Минуту или две Вадим Петрович Лебешинский сидел без движения, потом неторопливо закурил, уставившись пустыми глазами в чернильный прибор на письменном столе, а затем резко развернулся к фотографиям в рамках, расположившимся на стене за его спиной. Он оглядел их все, но дольше всего его взгляд задержался на той, где черноволосый молодой парень, ничуть не похожий на всех прочих молодых людей, в футболке с длинными рукавами и мечтательными глазами беззаботно смеётся, глядя на Вадима. Воспоминания о нежданном том счастье всегда оборачивались для Вадима невыносимой болью, и даже сейчас, по прошествии времени, на его лице застыла всё та же боль. Потом он уделил внимание ещё одной, той, на которой старая дама в очках в немыслимой лягушачьей оправе, согнувшаяся от бремени лет и тяжести бриллиантов, сидит в плетёном кресле, закутавшись в плед из соболя, возле роскошного загородного дома и снисходительно кому-то улыбается в объектив.
XXIV
Несколько дней спустя, ранним утром, Платон со своим старым дедом сидели в буфетной за овальным столом, белеющим камчатной скатертью, скатертью с хрусткими изломами кружевных складок, свисающими по краям стола. Они сидели в той самой буфетной, где когда-то, совсем недавно, гостила Милена Соловьёва, где он провёл с ней несколько счастливых, незабываемых часов. Он будто бы даже сейчас чувствовал здесь следы её присутствия. Платон живо вспомнил её прямую спину, смоляные волосы и тонкую руку с фужером радлера. Ему хотелось думать о ней, как о живой, но это было нелегко. Зловещая тишина в буфетной навевала мысль о смерти, и даже запах разлитого по чашкам кофе и благоухание свежевыпеченных галет не заглушали её навязчивости.
— По заключению медицинской экспертизы, в крови Милены обнаружено огромное количество гликозидов, которые и… словом, словом, её отравили, — спокойно сказал Пётр Кантор, пытаясь размочить галету в кофе.
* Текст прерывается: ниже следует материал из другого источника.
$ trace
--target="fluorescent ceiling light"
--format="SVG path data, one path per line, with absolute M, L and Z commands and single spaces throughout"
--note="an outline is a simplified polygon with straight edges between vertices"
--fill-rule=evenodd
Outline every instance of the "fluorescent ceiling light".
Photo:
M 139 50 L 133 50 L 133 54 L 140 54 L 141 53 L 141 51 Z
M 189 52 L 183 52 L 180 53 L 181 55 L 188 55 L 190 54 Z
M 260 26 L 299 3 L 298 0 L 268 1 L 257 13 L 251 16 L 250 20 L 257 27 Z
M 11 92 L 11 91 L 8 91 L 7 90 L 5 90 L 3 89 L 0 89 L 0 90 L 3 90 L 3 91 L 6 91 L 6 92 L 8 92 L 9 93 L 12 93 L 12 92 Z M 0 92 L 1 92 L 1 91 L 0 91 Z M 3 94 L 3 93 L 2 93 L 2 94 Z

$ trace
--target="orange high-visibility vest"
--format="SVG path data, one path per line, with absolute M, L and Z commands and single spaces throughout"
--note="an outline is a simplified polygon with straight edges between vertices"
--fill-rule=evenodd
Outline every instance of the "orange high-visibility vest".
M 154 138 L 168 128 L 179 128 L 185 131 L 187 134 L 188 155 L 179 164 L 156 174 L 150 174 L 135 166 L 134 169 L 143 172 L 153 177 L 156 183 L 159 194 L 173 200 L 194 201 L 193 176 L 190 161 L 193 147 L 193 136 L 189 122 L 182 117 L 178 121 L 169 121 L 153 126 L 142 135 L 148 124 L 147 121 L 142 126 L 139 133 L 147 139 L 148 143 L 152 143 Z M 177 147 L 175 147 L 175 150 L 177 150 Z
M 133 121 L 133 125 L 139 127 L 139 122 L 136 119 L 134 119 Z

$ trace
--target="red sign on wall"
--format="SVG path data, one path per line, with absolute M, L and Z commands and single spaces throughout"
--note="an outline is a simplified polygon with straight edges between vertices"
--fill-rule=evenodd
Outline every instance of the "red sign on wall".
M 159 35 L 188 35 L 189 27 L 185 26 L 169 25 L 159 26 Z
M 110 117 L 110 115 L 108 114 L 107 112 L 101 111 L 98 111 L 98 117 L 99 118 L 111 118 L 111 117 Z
— Не очень улавливаю твою мысль, дед. Что это значит — её отравили? Официальное медицинское заключение гласит: анорексия, кахексия и, как следствие, суицид на фоне полного физического и нервного истощения организма — отозвался Платон, разглядывая затуманенными, безжизненными глазами серебряные кольца от салфеток. Ему очень хотелось пойти покурить, но выйти из-за стола раньше положенного срока было не совсем удобно.
— Не будь столь наивен, мой мальчик. Такие, как она, совсем не так оканчивают свою жизнь. Кроме того, в ней не было неврастеничной болезненности, а без этого суицид практически невозможен. — Скверная выходит история. Вот что я тебе скажу.
— Пожалуй, да, — согласился Платон.
— А какое ты имеешь представление об этой девушке?
Платон отмалчивался, находясь на грани ярости и страха, но не желал, чтобы дед заметил его чувств.
— Шарма ей не занимать, — начал рассуждать старый Кантор, — удивительно красивая и, говорят, талантливая женщина — в её случае природа не поскупилась. Такие люди, как она, своеобразные заложники этих даров, и вреда от них обладателю гораздо больше, чем пользы. Кроме того, у таких, как она, должно быть, немного друзей — если они вообще уместны, — зато много завистников. У таких, как она, много любовников, а любви нет. Такие, как она, не любят своих любовников, они ими просто владеют. Эта девушка любила напускать на себя некую ненужную, хотя и безобидную дерзость, которая намеренно дистанцировала её от других, вот это я заметил.
— Это поведение можно по-разному истолковывать, — отозвался Платон.
— Да? Как же именно? Как именно трактуется дерзость, грубость, невоспитанность? — дед нарочно провоцировал Платона, подталкивая его к откровенным размышлениям.
— Нет, неправда, она не такая. Она хорошая девушка. Просто она таким образом защищалась от людей. Понимаешь, дед, её цинизм — это своеобразный чехол, который оберегает произведение искусства от посягательств извне.
— Допустим. Ещё кофе? — поинтересовался Пётр Александрович, видя, что чашка внука давно пуста. — Но кому-то ведь она помешала, причём помешала настолько всерьёз? — неожиданно спросил Платона старый Кантор.
— Надеюсь, ты не собираешься меня допрашивать?
— Помилосердствуй, я ведь не по этой части. Криминалистический анализ мне не по зубам, но… но сила наблюдения доступна почти любому, и даже такому старому и выжившему из ума, как я. Однако, мой мальчик, совершено преступление. И не нужно быть великим сыщиком, чтобы понять — преступления бывают спонтанные и тщательно спланированные. Совершить убийство — это полдела, нужно уметь его ловко скрыть или замаскировать под самоубийство.
Платон пристально смотрел на деда, совсем не узнавая его и не совсем понимая его слова.